Distance isn't an issue for Bailey. He's 5-of-9 on 50-yard attempts, 13-of-19 on attempts 45 yards or longer.
“For some reason the long kicks get a little more emphasis, not just from fans, but players and coaches,” Bailey said. “They're different than a 30-yarder in the second quarter but I try to approach each kick the same. I try to approach each kick like it's an extra point.”
At OSU, the Southwest Covenant product was 57-of-72 on field goals and 199-of-201 on PATs.

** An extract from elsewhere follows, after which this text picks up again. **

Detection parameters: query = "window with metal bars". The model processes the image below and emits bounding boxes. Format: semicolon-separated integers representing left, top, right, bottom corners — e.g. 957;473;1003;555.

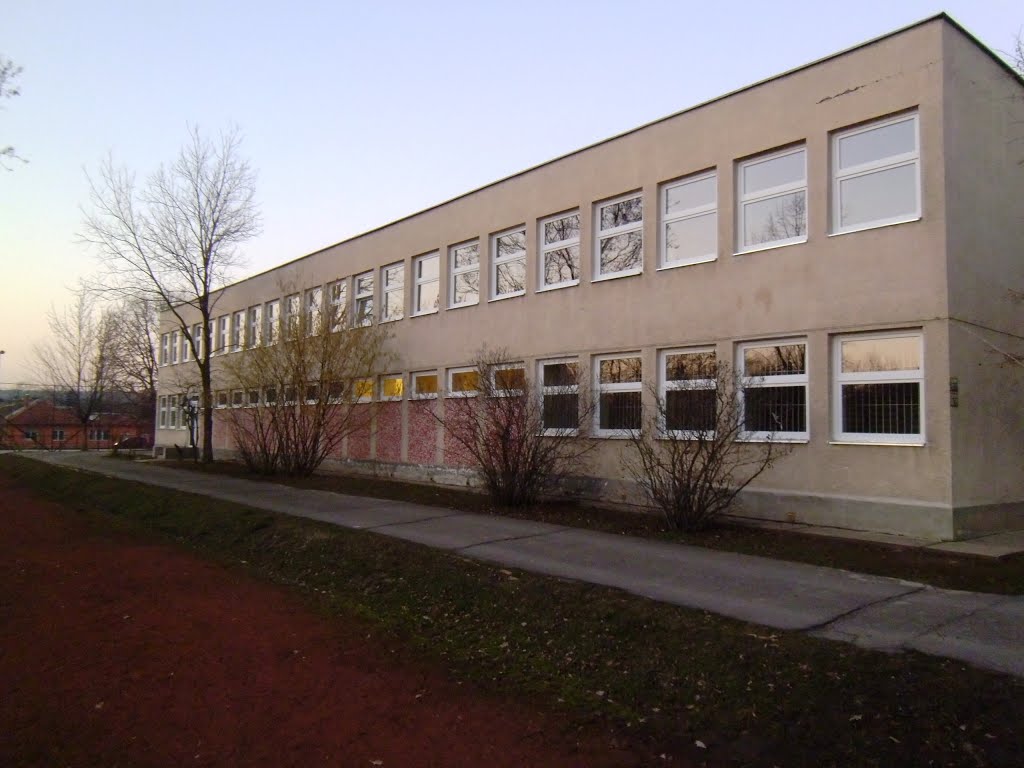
833;331;925;443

He blossomed his senior year, converting 27-of-31 field goals.
After Bailey won an open competition in Dallas his rookie season, he signed a three-year $1.4 million deal that pays him $555,000 this season.
Bailey will be a restricted free agent this season and his future with the team is uncertain.
“The humbling thing about this league at any position is you know in the back of your head there are guys out there that want your job,” Bailey said. “It's a business. It's all about production. You have to do everything you can on and off the field.
“I'd love to play 10 or 15 years if I can, hopefully with the Dallas Cowboys. But just because it's my contract year doesn't make a difference. My mentality is to make every kick. All the other stuff is secondary. I just try to go out, have fun and try to help this team win games.”
The Cowboys have underachieved in recent years. Quarterback Tony Romo at times can produce eye-popping stats but his resume lacks playoff credentials. Romo often is criticized for mistakes he's made late in games.
“We don't pay attention to any of that,” Bailey said. “We're with him every day. He's a good leader, a down-to-earth guy. He's a great competitor who wants to win. He has a lot of experience. He's very knowledgeable. He's a great quarterback.
“The bottom line is we've been an 8-8 team the past two years. We've done some good things but there are things we can improve on, little things like penalties that can bite you. Everybody feels good. We're excited about what we can accomplish this season.”
If the Cowboys need a last-minute, game-winning field goal, Bailey is confident he can deliver like he's done seven times his first two seasons.
“Those situations have come up a lot,” Bailey said. “If it happens again, fortunately I've been there before. Those are the ones you dream about. As a kicker, you live for those moments. But my goal is to make every kick.”